A: Yes, the test measures thermal resistance, which is independent of the specific material composition. However, the LED Heat Sink Thermal Resistance Test per IEC 60068 is sensitive to the material’s emissivity and thermal expansion coefficient. When testing copper (high thermal conductivity) vs. ceramic (brittle, lower conductivity), the system will accurately capture the different Rth values. The key configuration variable is the mounting torque applied—LISUN’s fixtures must be adjusted for different materials to ensure consistent thermal interface pressure, as the standard requires a defined contact pressure for repeatable results.

Q3: How does the 6,000-hour test duration relate to the extrapolation limits set by IES TM-21?
A: Per IES TM-21, the maximum projection time is limited by the test duration. For a 6,000-hour test (LM-80), the maximum extrapolation is 6 times the test duration, which equals 36,000 hours. However, if the L70 value is predicted to occur before 36,000 hours, that L70 value is the valid claim. The LED Heat Sink Thermal Resistance Test per IEC 60068 is critical here: if the heat sink degrades during the 6,000-hour test (Rth increases), the TM-21 model may fail the “fit” criteria, preventing a valid extrapolation. The LISUN software automatically checks this fit quality (R² value) and will warn the engineer if the thermal resistance drift is too high.

Q4: What standards must be referenced simultaneously when reporting results from a LISUN LEDLM-84PL thermal test?

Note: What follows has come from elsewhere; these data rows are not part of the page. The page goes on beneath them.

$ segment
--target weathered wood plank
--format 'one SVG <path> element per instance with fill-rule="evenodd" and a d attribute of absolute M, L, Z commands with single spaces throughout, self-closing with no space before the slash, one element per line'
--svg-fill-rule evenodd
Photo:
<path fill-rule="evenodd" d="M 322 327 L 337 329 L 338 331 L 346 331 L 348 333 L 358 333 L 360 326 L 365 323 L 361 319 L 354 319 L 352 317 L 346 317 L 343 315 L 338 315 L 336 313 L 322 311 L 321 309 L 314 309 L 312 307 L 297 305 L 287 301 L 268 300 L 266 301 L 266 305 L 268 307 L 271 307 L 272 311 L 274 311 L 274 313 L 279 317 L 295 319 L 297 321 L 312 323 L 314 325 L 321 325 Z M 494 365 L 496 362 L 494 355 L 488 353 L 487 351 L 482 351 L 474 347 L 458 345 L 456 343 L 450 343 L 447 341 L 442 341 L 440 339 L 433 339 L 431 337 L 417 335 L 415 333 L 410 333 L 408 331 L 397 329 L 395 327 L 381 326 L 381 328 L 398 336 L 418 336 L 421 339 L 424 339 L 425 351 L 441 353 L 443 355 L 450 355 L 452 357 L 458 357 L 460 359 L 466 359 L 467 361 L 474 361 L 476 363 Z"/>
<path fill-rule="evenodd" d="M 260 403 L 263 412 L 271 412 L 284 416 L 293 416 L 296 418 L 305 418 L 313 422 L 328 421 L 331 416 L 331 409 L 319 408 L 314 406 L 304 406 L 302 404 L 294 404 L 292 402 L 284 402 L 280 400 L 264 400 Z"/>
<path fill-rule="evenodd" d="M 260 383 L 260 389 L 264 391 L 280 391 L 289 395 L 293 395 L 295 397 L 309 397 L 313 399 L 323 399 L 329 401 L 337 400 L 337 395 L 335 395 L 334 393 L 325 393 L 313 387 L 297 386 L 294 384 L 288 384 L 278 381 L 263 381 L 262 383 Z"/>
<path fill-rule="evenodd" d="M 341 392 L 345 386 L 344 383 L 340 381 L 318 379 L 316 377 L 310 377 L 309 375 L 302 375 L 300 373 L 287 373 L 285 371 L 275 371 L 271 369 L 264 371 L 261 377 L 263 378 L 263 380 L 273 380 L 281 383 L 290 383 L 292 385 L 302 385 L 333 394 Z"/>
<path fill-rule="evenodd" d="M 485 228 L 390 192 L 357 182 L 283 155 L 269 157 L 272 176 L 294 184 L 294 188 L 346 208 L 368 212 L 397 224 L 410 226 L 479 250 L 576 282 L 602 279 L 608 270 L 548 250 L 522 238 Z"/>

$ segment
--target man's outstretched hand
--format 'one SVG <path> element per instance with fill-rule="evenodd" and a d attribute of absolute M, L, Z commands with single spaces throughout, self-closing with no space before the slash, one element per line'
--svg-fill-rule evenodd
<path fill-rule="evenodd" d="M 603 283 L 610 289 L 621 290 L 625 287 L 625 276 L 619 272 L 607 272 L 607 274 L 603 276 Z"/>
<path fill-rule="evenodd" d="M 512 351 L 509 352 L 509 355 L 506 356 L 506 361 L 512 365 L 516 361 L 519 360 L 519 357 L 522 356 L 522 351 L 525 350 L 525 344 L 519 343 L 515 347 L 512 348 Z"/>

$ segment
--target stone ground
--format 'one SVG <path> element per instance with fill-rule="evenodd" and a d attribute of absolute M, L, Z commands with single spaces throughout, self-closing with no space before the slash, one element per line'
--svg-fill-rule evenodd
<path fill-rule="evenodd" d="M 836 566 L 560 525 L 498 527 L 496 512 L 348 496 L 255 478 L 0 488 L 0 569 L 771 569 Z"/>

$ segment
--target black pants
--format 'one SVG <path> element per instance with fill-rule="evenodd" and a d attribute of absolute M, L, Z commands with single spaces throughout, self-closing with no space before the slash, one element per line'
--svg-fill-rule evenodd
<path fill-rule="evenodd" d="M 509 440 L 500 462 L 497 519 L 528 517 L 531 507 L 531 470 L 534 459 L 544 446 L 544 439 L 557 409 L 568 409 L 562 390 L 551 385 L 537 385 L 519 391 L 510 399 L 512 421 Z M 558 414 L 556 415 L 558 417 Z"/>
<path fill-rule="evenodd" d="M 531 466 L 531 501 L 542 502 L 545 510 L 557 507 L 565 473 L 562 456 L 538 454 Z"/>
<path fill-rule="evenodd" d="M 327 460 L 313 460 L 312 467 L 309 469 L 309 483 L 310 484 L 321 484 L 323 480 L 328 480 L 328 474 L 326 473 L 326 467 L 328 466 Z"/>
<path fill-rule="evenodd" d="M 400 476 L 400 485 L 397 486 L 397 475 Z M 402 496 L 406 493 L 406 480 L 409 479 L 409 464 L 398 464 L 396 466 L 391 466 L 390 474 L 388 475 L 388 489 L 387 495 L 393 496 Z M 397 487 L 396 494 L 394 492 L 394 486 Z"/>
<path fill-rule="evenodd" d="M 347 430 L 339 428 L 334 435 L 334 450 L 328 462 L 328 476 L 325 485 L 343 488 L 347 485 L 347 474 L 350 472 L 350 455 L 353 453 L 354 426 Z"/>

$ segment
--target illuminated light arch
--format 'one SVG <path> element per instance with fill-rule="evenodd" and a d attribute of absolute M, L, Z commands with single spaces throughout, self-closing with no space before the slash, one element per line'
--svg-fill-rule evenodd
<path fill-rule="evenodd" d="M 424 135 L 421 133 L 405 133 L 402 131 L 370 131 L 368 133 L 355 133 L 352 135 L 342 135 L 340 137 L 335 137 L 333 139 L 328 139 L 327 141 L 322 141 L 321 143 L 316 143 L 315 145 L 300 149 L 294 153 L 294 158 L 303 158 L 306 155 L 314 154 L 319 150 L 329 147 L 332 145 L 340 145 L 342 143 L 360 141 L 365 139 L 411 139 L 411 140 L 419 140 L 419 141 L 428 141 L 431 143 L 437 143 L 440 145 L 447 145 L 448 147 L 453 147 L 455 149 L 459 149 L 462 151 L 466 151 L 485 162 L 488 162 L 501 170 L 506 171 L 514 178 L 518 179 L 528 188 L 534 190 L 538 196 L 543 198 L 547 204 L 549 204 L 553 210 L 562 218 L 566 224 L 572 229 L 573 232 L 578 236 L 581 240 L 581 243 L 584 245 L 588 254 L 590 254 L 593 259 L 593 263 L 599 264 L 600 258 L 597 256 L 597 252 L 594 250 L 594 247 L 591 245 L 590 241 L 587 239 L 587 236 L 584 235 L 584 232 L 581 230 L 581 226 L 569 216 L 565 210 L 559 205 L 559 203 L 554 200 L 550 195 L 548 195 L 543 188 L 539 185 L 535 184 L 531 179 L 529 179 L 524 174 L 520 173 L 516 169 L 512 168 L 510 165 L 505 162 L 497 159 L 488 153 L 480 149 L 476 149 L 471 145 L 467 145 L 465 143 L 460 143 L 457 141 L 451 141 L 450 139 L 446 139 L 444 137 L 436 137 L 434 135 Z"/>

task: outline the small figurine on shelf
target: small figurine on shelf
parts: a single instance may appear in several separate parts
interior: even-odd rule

A: When reporting a LED Heat Sink Thermal Resistance Test per IEC 60068 using the LEDLM-84PL, you must reference: IEC 60068-2-2 (Dry Heat), IES LM-84 (Total Lumen Maintenance), and IES TM-28 (Projection Methodology). Furthermore, if you are measuring light output during the test, you must also reference IES LM-79-19 for the electrical and photometric measurement conditions. Failure to cite all four standards can lead to non-compliance in regulatory filings. The LISUN report template automatically populates the correct standard references based on the test configuration.